Re: Should python-2 be supported in Spark 3.0?

shane knapp
I don't have a good sense of the overhead of continuing to support
Python 2; is it large enough to consider dropping it in Spark 3.0?

from the build/test side, it will actually be pretty easy to continue support for python2.7 for spark 2.x as the feature sets won't be expanding.

that being said, i will be cracking a bottle of champagne when i can delete all of the ansible and anaconda configs for python2.x.  :)

shane
--
Shane Knapp
UC Berkeley EECS Research / RISELab Staff Technical Lead
Reply | Threaded
Open this post in threaded view
|

Re: Should python-2 be supported in Spark 3.0?

rxin
+1 on Xiangrui’s plan.

On Thu, May 30, 2019 at 7:55 AM shane knapp <[hidden email]> wrote:
I don't have a good sense of the overhead of continuing to support
Python 2; is it large enough to consider dropping it in Spark 3.0?

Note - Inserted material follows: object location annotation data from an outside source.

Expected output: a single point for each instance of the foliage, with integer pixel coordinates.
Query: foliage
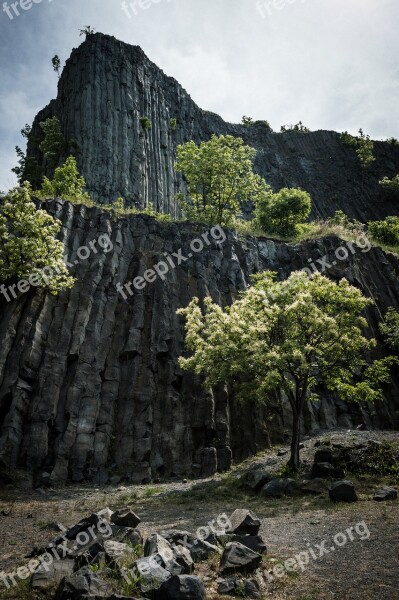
(56, 62)
(145, 123)
(390, 329)
(290, 336)
(54, 143)
(391, 186)
(386, 231)
(29, 243)
(298, 128)
(220, 179)
(281, 212)
(28, 168)
(66, 183)
(363, 145)
(87, 30)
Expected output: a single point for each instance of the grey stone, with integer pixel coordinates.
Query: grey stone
(125, 518)
(342, 491)
(51, 574)
(277, 488)
(385, 493)
(244, 522)
(238, 558)
(182, 587)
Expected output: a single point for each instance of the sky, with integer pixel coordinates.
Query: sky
(333, 64)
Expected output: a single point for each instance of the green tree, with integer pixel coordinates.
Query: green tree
(390, 329)
(66, 183)
(54, 144)
(220, 179)
(290, 336)
(56, 62)
(386, 231)
(29, 243)
(363, 145)
(391, 186)
(281, 212)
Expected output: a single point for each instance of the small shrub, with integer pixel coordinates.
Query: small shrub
(298, 128)
(390, 186)
(66, 184)
(145, 123)
(386, 231)
(363, 145)
(281, 212)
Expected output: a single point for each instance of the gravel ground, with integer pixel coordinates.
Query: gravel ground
(365, 567)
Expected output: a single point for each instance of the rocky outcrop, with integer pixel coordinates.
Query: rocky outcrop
(108, 86)
(90, 386)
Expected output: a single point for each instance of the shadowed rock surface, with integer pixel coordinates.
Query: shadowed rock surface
(107, 86)
(90, 387)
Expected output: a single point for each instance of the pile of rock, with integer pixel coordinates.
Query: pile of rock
(104, 556)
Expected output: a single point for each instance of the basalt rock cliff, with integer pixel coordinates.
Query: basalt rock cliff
(90, 387)
(107, 86)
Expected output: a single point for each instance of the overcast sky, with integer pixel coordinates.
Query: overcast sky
(332, 64)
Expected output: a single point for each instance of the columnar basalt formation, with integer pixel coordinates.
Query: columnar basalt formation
(90, 386)
(108, 86)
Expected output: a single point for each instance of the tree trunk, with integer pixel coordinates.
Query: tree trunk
(295, 441)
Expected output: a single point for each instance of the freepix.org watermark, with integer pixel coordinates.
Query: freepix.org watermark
(269, 7)
(135, 7)
(317, 551)
(13, 10)
(47, 273)
(102, 530)
(172, 261)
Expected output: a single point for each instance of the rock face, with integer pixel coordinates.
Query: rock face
(90, 385)
(108, 86)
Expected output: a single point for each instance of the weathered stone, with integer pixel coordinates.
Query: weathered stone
(244, 522)
(182, 587)
(277, 488)
(342, 491)
(385, 493)
(125, 518)
(325, 469)
(51, 574)
(83, 583)
(239, 558)
(256, 479)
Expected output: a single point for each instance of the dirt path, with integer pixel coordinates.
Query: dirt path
(365, 567)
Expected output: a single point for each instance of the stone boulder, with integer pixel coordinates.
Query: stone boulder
(342, 491)
(277, 488)
(385, 493)
(182, 587)
(238, 558)
(244, 522)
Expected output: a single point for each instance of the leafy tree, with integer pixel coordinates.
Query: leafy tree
(363, 145)
(220, 178)
(390, 329)
(290, 336)
(298, 128)
(282, 212)
(86, 31)
(391, 186)
(29, 243)
(146, 122)
(386, 231)
(54, 143)
(66, 183)
(56, 62)
(28, 168)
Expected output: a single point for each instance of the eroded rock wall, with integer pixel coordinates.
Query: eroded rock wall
(90, 386)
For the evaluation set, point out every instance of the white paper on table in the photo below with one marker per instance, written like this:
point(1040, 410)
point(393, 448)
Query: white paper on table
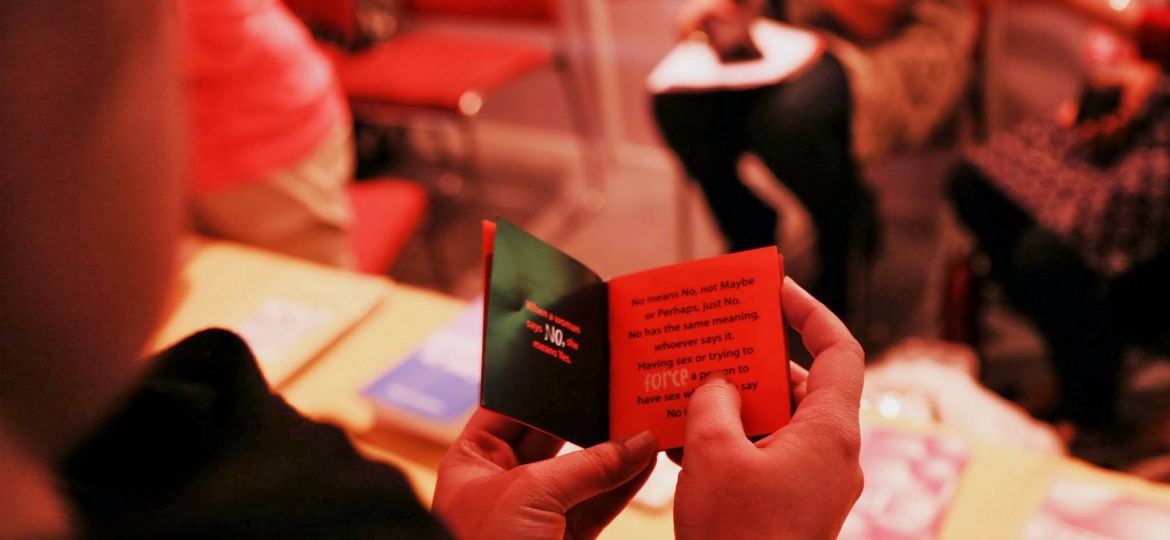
point(693, 66)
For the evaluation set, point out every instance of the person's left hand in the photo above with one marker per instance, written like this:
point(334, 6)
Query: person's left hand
point(501, 479)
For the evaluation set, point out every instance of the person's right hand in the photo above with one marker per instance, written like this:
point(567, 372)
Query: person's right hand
point(799, 482)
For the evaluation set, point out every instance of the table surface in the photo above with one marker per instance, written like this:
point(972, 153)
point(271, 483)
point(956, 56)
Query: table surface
point(998, 493)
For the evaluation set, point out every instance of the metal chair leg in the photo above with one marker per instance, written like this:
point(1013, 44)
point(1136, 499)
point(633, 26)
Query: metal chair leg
point(593, 199)
point(683, 221)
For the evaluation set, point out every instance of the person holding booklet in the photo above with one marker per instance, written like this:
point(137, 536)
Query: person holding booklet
point(194, 444)
point(893, 70)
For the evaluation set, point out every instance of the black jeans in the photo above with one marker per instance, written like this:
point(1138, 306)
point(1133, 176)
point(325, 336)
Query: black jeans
point(800, 130)
point(1085, 318)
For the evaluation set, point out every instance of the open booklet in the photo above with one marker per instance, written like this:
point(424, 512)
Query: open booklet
point(694, 66)
point(590, 360)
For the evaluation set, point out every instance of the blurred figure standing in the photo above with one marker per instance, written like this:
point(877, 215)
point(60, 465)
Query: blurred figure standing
point(272, 144)
point(1074, 215)
point(893, 73)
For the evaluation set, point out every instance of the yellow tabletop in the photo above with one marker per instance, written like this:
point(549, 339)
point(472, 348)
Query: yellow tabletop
point(999, 491)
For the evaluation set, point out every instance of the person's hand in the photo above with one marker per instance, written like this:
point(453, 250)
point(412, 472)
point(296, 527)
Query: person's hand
point(695, 13)
point(500, 479)
point(799, 482)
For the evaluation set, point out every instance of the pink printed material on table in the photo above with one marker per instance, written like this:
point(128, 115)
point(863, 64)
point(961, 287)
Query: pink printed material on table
point(910, 482)
point(1085, 511)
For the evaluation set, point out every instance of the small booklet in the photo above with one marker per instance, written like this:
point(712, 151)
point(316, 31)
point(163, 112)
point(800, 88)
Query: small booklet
point(695, 66)
point(435, 389)
point(589, 360)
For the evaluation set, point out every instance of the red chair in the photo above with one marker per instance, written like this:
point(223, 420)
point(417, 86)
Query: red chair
point(386, 213)
point(427, 73)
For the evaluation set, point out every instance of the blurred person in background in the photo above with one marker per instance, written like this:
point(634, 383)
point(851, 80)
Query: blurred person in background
point(1073, 214)
point(893, 73)
point(272, 139)
point(194, 444)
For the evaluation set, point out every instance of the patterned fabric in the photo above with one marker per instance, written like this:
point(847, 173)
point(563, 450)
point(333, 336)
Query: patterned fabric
point(1115, 215)
point(907, 84)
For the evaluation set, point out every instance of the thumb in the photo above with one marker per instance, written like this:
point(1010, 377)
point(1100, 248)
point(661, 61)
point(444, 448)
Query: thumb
point(713, 416)
point(579, 476)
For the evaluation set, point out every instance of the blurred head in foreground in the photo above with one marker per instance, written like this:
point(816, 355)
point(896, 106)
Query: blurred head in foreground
point(90, 210)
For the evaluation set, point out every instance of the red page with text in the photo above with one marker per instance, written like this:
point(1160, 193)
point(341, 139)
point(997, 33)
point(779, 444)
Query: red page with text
point(670, 327)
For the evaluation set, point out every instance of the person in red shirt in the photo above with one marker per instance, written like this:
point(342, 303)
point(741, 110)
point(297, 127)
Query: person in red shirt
point(194, 444)
point(270, 137)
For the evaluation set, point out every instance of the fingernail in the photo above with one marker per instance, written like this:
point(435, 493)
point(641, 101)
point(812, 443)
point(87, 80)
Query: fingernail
point(716, 378)
point(638, 447)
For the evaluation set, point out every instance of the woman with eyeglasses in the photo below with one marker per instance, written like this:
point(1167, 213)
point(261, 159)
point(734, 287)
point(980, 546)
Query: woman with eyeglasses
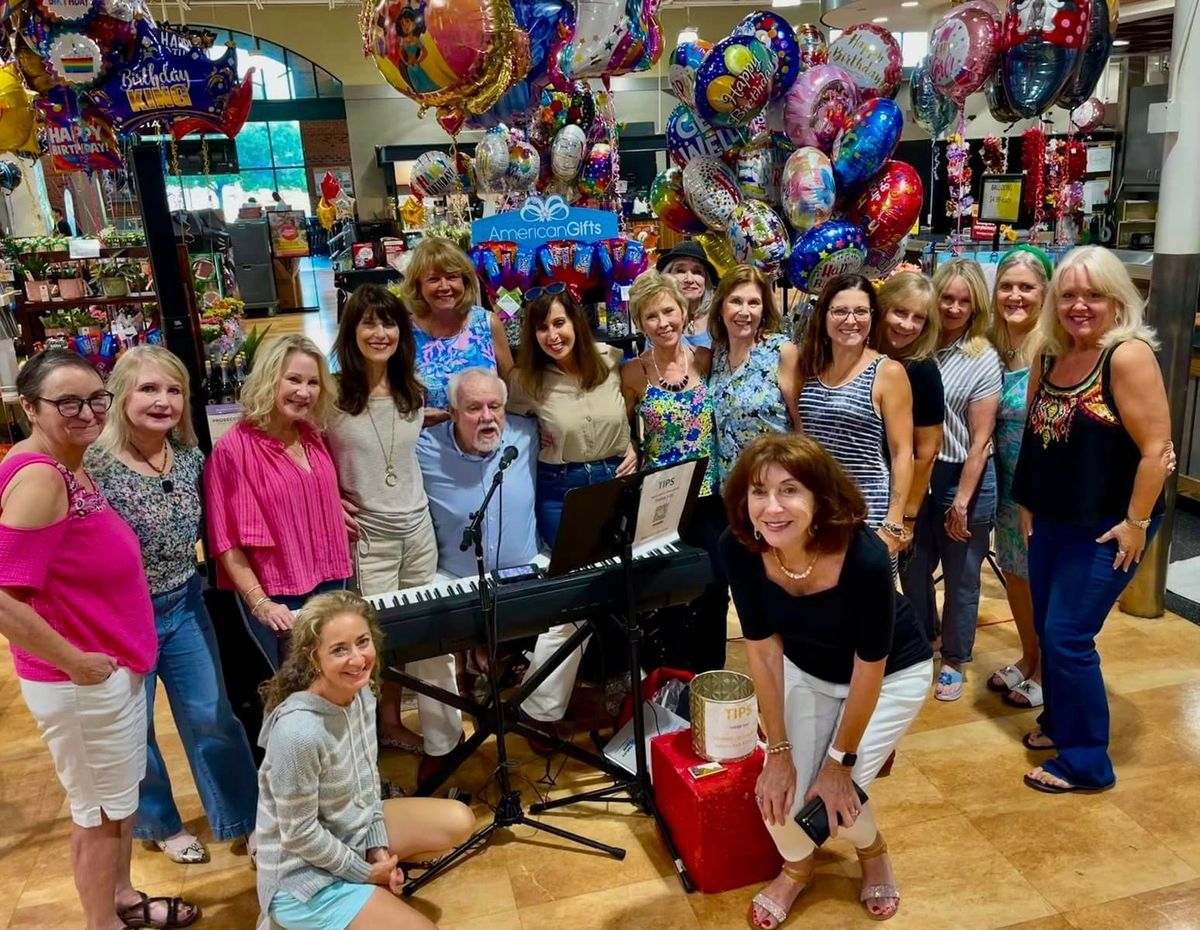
point(76, 610)
point(856, 402)
point(149, 467)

from the build/test side, it will actually be pretty easy to continue support for python2.7 for spark 2.x as the feature sets won't be expanding.

that being said, i will be cracking a bottle of champagne when i can delete all of the ansible and anaconda configs for python2.x.  :)

shane
--
Shane Knapp
UC Berkeley EECS Research / RISELab Staff Technical Lead
Reply | Threaded
Open this post in threaded view
|

Re: Should python-2 be supported in Spark 3.0?

Bryan Cutler
+1 and the draft sounds good

On Thu, May 30, 2019, 11:32 AM Xiangrui Meng <[hidden email]> wrote:
Here is the draft announcement:

===
Plan for dropping Python 2 support

As many of you already knew, Python core development team and many utilized Python packages like Pandas and NumPy will drop Python 2 support in or before 2020/01/01. Apache Spark has supported both Python 2 and 3 since Spark 1.4 release in 2015. However, maintaining Python 2/3 compatibility is an increasing burden and it essentially limits the use of Python 3 features in Spark. Given the end of life (EOL) of Python 2 is coming, we plan to eventually drop Python 2 support as well. The current plan is as follows:

* In the next major release in 2019, we will deprecate Python 2 support. PySpark users will see a deprecation warning if Python 2 is used. We will publish a migration guide for PySpark users to migrate to Python 3.
* We will drop Python 2 support in a future release in 2020, after Python 2 EOL on 2020/01/01. PySpark users will see an error if Python 2 is used.
* For releases that support Python 2, e.g., Spark 2.4, their patch releases will continue supporting Python 2. However, after Python 2 EOL, we might not take patches that are specific to Python 2.
===

Sean helped make a pass. If it looks good, I'm going to upload it to Spark website and announce it here. Let me know if you think we should do a VOTE instead.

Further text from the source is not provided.